# Independence of $\min(X,Y)$ and $|X-Y|$ when $(X,Y)$ are i.i.d. exponential

I am preparing for upcoming exam and trying to do all examples from book. I think I may call it homework. I stuck on one particular one. Already did a lot but stuck on something and cant find how to get out.

So we got two independent random variables X and Y and their laws.
\begin{align*}
P_X(dx)= P_Y(dx) = e^{-x} \mathbb{1}_{\mathbb{R}_+}dx
\end{align*}
And functions $U=\min\{X,Y\}$ and $V=|X-Y|$.

I have to prove, that U and Z are independent random variables.

I use formula $\mathbb{E}(\gamma(X)\psi(Y)) = \mathbb{E}(\gamma(X)) \mathbb{E}(\psi(Y))$.

I started with calculating the density.
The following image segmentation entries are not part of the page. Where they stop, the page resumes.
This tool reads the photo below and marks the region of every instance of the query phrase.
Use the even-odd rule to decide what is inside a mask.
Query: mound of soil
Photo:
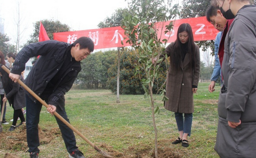
[[[17,130],[18,131],[18,130]],[[0,143],[0,150],[5,149],[12,151],[27,151],[28,147],[27,143],[27,133],[26,125],[19,127],[18,132],[10,132],[5,130],[0,133],[0,138],[2,140],[8,140]],[[39,127],[40,144],[49,143],[55,137],[61,135],[58,128],[52,128],[50,130],[42,130]],[[181,153],[178,153],[173,148],[169,147],[169,140],[159,141],[158,145],[158,158],[180,158]],[[108,154],[113,158],[155,158],[155,149],[152,146],[144,146],[138,151],[137,148],[130,146],[124,150],[122,153],[115,151],[112,146],[108,146],[101,143],[96,143],[95,145],[100,149],[104,153]],[[92,148],[92,150],[94,149]],[[182,154],[182,153],[181,153]],[[91,158],[105,158],[101,154],[98,153]],[[4,158],[20,158],[14,154],[6,153]]]
[[[5,141],[4,143],[0,144],[0,149],[5,149],[13,151],[26,151],[27,149],[26,125],[18,128],[19,132],[10,132],[8,130],[5,130],[7,131],[0,133],[0,138],[5,138],[6,140],[8,140]],[[56,135],[61,134],[61,131],[58,128],[53,128],[48,131],[47,130],[43,130],[39,127],[38,130],[40,144],[48,144]],[[9,158],[9,154],[7,153],[5,158]]]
I got that:
\begin{align*}
P_U(dx)&=2e^{-2x}\mathbb{1}_{\mathbb{R}_+}dx\\
P_V(dx)&=e^{-x}\mathbb{1}_{\mathbb{R}_+}dx
\end{align*}

Then I got stuck on the integral.
\begin{align*}
\mathbb{E}(\gamma(U)\psi(V))&=\int^{\infty}_{0} \left[ \int^{\infty}_{0} \gamma(\min\{X,Y\})\psi(|X-Y|)e^{-x}dx\right]e^{-y}dy=\\
&=\int^{\infty}_{0} \left[ \int^{\infty}_{0} \gamma(U)\psi(V)e^{-x}dx\right]e^{-y}dy
\end{align*}
In the previous example with two variable functions, prof used substitution of variables. I tried to write integral using variables $V$ and $U$ only, but since these functions have singularities I think we cant use that trick here. So maybe someone have encountered such problems before and knows way out.

#### Solutions Collecting From Web of "Independence of $\min(X,Y)$ and $|X-Y|$ when $(X,Y)$ are i.i.d. exponential"
By definition and symmetry, for every bounded measurable $\varphi$, $\mathrm E(\varphi(U,V))=(\ast)$ with
$$(\ast)=2\mathrm E(\varphi(X,Y-X):X\lt Y)=2\iint [0\lt x\lt y]\,\varphi(x,y-x)\mathrm e^{-x-y}\mathrm dx\mathrm dy.$$
The change of variable $u=x$, $v=y-x$ yields $x=u$, $y=u+v$, hence the Jacobian is $1$ and
$$(\ast)=2\iint [0\lt u,0\lt v]\,\varphi(u,v)\mathrm e^{-2u-v}\mathrm du\mathrm dv=\mathrm E(\varphi(\tfrac12X,Z)),$$
where $Z$ is standard exponential and independent of $X$. Since this holds for every $\varphi$, $U$ and $V$ are independent and exponential with $2U$ and $V$ standard exponential. Thus, $U$ is distributed like $\frac12X$ and $V$ like $X$.